Was sich einer in Aldis Fleischwarenabteilung für 15 Mark das Kilo unter den Nagel reißen kann, markiert für den englischen Anthropologen Nick Fiddes die Überlegenheit des Menschen gegenüber der Natur, die er sich durch Aggression untertan gemacht habe. Verdeutlicht wird der Sieg durch die augenfälligste Anwendung von Feuer: braten. Dass Steakgrillen Männersache ist, bestätigt der sonntägliche Blick in den deutschen Schrebergarten. Die Forschung hat sich auch in Kenia umgesehen. Bei den Iteso, so beschreibt Jessica Kuper in ihrem Anthropologist's Cookbook, kocht die häusliche Frau Tag für Tag den Brei, drinnen. Und Festtags röstet der Mann das Fleisch - draußen, mit der Grillzange ganz im politischen Leben stehend.

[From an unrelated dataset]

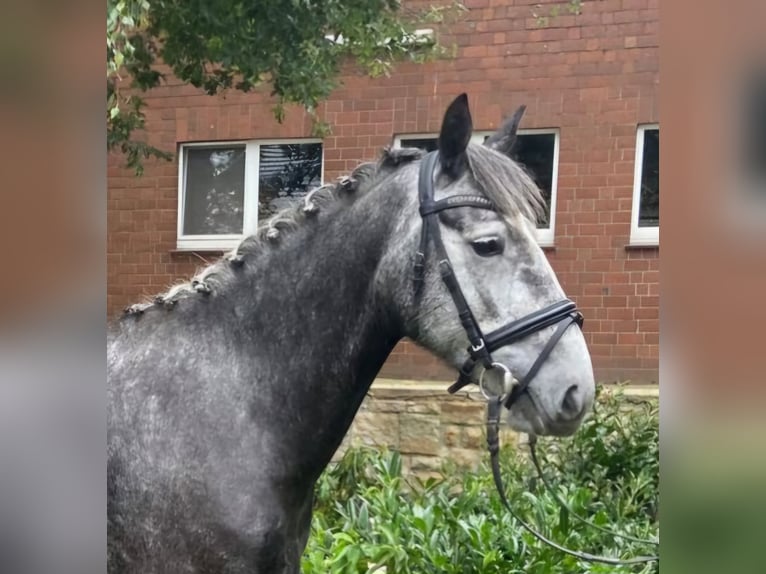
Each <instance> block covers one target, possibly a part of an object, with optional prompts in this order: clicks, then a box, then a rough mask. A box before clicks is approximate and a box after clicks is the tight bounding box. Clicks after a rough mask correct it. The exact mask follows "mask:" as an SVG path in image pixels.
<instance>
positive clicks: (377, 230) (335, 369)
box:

Ganz politisch korrekt ist heute die Gleichung Mann=Fleisch nicht mehr. Die Küchenuhr tickt langsamer als das Zeitgeistchronometer. Aber sie ist ihm auf den Fersen. Parallel zur Emanzipation wenden sich junge Männer neuen, weiblich geprägten Essstilen zu: friedliche Pasta, gesunde Gemüsepfanne.
Die Geschlechtsanalogie, lehrt Karmasin, findet sich auch in Konsistenz und Geschmack: Die emotionale Frau im weichen Körper ist durchlässig; sie schmilzt dahin, bricht in Tränen aus. Weibliche Nahrung ist daher küchenphysikalisch weich, flüssig, süß. Der männliche Körper dagegen, der das Innere wie ein Panzer zusammenhält, aus dem nichts nach außen dringt, steht für fest, nichtsüß, energiereich.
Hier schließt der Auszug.